Barnes & Noble Education, Inc.
- Type: Public
- Traded as: NYSE: BNED S&P 600 component
- Predecessor: Corporate spin-off from Barnes & Noble, Inc.
- Founded: August 3, 2015; 10 years ago
- Headquarters: Florham Park, New Jersey, United States
- Number of locations: 653 physical stores (2025); 493 virtual stores (2025);
- Key people: Jonathan Shar (CEO)
- Brands: Yuzu digital textbook platform
- Revenue: US$1.61 billion (2025)
- Operating income: US$15.9 million (2025)
- Net income: US$−102 million (2023)
- Total assets: US$980 million (2023)
- Total equity: US$131 million (2023)
- Number of employees: 4,620 (2023)
- Divisions: Barnes & Noble College; MBS Textbook Exchange;
- Website: bned.com

= BNED =

Bookstore chain

Barnes & Noble Education, Inc. (doing business as BNED, after its New York Stock Exchange ticker symbol) is one of the largest operators of college bookstores in the United States. As of the end of 2020, Barnes & Noble Education operated 760 campus bookstores and school-branded e-commerce sites through its Barnes & Noble College Booksellers division. The company is headquartered in Florham Park, New Jersey.

BNED was part of the Barnes & Noble national retail bookstore chain until 2015, when Barnes & Noble separated its higher-education operation from its retail trade stores and Nook brand ebook operation.

The company's main competitor in the management of on-campus college bookstores industry is Follett. Together, BNED and Follett operate more than half of all college bookstores in the United States. It is not unusual for college campuses to replace their bookstore operators with their main rival after the current store management contracts expires.

==History==
In February 2015, Barnes & Noble had announced plans to spin off its college bookstore assets and create a separate company called Barnes & Noble Education. On August 3, 2015, Barnes & Noble Education, Inc. began trading on the New York Stock Exchange under the ticker symbol, "BNED". The company operates stores dedicated to selling college textbooks, both on and off campus.
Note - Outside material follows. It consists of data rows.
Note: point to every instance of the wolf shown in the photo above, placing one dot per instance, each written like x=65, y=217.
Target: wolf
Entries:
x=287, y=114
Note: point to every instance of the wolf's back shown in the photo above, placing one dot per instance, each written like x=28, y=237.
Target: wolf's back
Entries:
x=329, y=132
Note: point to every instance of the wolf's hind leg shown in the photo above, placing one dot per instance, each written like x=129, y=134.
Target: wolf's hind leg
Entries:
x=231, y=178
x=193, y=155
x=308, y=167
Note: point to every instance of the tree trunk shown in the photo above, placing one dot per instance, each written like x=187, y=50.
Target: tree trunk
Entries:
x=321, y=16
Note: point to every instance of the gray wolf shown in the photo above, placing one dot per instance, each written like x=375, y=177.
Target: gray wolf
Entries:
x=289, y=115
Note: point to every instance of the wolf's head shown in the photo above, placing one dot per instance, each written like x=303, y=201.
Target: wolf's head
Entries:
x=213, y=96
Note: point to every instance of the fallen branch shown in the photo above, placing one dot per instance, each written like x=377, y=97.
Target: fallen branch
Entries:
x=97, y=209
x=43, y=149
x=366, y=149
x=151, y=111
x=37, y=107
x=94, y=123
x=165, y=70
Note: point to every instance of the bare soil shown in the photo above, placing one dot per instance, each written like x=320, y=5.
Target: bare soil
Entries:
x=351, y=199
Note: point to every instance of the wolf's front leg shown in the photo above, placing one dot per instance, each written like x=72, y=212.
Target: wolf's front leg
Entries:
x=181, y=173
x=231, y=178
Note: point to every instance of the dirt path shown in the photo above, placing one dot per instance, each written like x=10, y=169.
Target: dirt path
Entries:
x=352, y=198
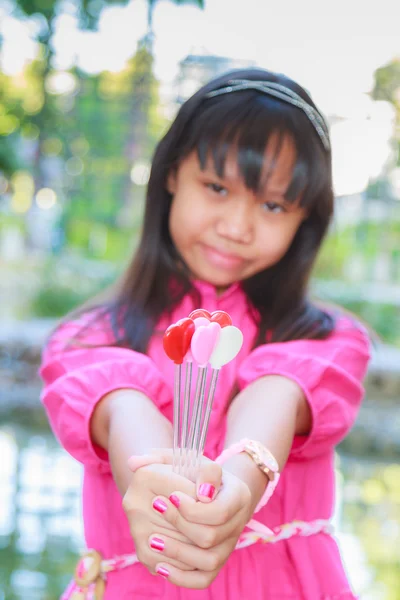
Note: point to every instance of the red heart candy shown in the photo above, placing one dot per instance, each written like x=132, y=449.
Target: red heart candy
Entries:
x=221, y=317
x=177, y=338
x=200, y=312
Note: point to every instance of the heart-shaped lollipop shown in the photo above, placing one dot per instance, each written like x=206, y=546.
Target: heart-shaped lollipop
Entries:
x=198, y=321
x=204, y=341
x=200, y=312
x=221, y=317
x=228, y=346
x=177, y=338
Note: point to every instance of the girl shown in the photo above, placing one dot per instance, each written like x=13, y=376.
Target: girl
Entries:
x=239, y=201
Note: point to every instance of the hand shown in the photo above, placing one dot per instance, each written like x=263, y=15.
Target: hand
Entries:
x=212, y=530
x=152, y=476
x=146, y=523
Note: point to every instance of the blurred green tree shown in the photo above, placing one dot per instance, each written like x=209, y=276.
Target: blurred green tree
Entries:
x=48, y=117
x=387, y=87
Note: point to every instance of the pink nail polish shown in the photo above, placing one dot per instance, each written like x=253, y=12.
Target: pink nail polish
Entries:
x=206, y=489
x=157, y=544
x=159, y=505
x=174, y=500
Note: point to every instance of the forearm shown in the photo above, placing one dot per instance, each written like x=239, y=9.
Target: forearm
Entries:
x=126, y=422
x=271, y=410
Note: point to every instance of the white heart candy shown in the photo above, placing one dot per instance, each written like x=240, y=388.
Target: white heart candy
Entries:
x=228, y=346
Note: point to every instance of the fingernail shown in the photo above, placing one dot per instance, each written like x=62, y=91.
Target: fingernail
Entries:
x=162, y=571
x=206, y=489
x=159, y=505
x=174, y=500
x=157, y=544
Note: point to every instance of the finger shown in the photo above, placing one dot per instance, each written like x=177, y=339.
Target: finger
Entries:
x=197, y=580
x=208, y=481
x=149, y=558
x=224, y=508
x=191, y=556
x=202, y=535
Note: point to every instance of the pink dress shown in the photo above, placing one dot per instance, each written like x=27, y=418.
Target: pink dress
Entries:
x=329, y=371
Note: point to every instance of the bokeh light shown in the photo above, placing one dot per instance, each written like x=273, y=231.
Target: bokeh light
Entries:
x=46, y=198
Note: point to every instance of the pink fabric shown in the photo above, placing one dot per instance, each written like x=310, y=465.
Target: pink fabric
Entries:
x=330, y=373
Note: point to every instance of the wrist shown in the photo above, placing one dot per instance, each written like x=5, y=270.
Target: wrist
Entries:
x=244, y=468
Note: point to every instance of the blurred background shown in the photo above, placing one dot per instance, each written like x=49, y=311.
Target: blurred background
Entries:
x=86, y=89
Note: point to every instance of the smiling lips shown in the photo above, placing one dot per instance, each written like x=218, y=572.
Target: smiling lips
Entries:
x=222, y=259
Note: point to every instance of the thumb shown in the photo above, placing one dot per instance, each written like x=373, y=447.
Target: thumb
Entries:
x=209, y=481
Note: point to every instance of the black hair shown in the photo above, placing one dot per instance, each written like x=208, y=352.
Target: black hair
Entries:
x=155, y=282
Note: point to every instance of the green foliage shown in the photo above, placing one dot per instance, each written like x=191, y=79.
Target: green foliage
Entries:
x=66, y=284
x=387, y=83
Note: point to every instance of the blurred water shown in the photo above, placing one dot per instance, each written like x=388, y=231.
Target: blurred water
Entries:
x=41, y=529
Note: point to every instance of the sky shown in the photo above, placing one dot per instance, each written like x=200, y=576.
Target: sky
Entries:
x=331, y=48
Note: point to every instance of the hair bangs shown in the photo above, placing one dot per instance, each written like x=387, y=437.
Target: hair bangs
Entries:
x=243, y=125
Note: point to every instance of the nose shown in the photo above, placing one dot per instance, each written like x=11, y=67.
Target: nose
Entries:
x=235, y=222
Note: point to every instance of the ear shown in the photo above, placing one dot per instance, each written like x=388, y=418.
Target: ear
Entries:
x=171, y=182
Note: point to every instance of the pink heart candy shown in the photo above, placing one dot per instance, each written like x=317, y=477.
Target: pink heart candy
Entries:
x=200, y=321
x=204, y=341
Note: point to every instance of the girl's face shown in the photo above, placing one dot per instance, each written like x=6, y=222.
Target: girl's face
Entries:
x=225, y=232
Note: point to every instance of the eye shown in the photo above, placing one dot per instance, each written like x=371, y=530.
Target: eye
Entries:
x=217, y=189
x=273, y=207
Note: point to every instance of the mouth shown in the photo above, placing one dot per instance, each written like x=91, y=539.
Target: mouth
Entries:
x=222, y=259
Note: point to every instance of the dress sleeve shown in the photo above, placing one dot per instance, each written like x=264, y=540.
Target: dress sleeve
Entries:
x=330, y=373
x=77, y=377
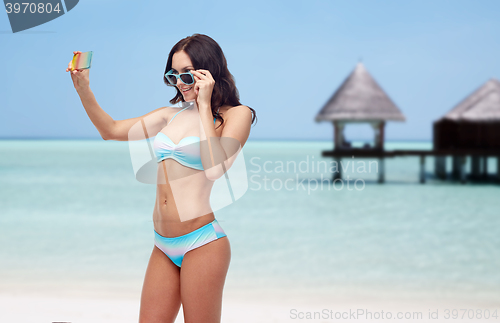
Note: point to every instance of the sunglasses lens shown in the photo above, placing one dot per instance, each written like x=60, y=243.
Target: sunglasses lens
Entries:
x=187, y=79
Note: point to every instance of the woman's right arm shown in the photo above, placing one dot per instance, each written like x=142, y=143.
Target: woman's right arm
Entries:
x=110, y=129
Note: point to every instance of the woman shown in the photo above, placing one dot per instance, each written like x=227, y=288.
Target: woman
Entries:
x=191, y=255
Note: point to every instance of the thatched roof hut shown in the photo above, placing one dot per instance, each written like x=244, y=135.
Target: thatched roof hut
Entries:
x=359, y=99
x=474, y=123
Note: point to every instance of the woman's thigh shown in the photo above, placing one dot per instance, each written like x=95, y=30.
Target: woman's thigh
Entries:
x=203, y=274
x=160, y=298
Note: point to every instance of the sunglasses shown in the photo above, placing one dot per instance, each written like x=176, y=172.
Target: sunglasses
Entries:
x=186, y=78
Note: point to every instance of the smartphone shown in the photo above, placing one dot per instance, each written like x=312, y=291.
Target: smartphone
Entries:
x=82, y=61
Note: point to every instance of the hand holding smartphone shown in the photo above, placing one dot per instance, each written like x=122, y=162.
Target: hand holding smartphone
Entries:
x=81, y=61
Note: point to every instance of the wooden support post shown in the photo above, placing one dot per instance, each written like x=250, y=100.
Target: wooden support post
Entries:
x=475, y=166
x=456, y=167
x=381, y=135
x=422, y=168
x=485, y=167
x=463, y=174
x=381, y=170
x=440, y=167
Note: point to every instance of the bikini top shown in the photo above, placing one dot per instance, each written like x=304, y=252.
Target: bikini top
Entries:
x=186, y=152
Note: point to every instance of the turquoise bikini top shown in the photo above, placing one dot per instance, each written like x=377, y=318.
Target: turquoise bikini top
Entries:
x=186, y=152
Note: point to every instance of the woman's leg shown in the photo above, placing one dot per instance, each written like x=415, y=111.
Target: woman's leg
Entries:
x=160, y=298
x=203, y=273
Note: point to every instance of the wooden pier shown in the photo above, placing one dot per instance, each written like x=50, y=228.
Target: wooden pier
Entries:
x=479, y=157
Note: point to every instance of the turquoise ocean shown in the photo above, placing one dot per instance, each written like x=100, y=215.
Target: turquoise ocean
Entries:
x=73, y=218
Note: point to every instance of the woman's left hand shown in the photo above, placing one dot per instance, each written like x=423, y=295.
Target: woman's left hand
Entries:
x=203, y=87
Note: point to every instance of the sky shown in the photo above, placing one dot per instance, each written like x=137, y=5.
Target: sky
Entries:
x=288, y=58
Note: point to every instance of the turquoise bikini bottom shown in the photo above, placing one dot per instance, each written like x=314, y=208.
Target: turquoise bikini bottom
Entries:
x=175, y=248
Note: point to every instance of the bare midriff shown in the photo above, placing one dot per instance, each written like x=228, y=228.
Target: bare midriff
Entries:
x=196, y=191
x=166, y=217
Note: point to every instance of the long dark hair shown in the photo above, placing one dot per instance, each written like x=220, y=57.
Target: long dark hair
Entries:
x=206, y=54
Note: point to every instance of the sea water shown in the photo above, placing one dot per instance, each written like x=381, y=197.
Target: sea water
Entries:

In June 2016, Barnes & Noble Education completed the acquisition of Promoversity, a custom merchandise supplier and e-commerce business that works with the collegiate bookstore business and its customers.

In February 2017, Barnes & Noble Education had acquired MBS Textbook Exchange, a major textbook distributor based in Columbia, Missouri, for $174.2 million in cash.

By December 2018, Barnes & Noble Education had operated or managed 773 campus bookstores under contracts. Two years later, Barnes & Noble Education operated 760 campus bookstores and school-branded e-commerce sites through its Barnes & Noble College Booksellers division at the end of 2020.

In July 2019, BNED revealed that the company had turned down several offers by California-based Bay Capital Finance to take over the company citing that the offers by Bay Capital were "substantially undervalued BNED, were highly conditional and not credible." Unlike its former parent company, BNED was diversifying its business by the acquisition of many digital services companies to increase the number of services offered by its Digital Student Solutions division during its past four years as an independent company.

In January 2020, a class-action antitrust lawsuit was filed against BNED, along with rival Follett as well as college textbook companies Cengage, McGraw-Hill Education, and Pearson, alleging that so-called "inclusive access" programs, which involve automatically billing students for course materials, constituted a conspiracy of which the "end goal and result is eliminating competitors and raising prices." In June 2021, the case was dismissed by District Judge Denise Cote.

===Digital Student Solutions division===
In March 2016, Barnes & Noble Education enlarged their Digital Student Solutions online services division by acquiring LoudCloud Systems, a digital platform and analytics provider to clients in higher education, the for-profit sector, and K-12 segment.

In August 2017, Barnes & Noble Education acquired Student Brands for $58.5 million.

In August 2018, Barnes & Noble Education acquired PaperRater, a service that helps students write papers and identify plagiarism.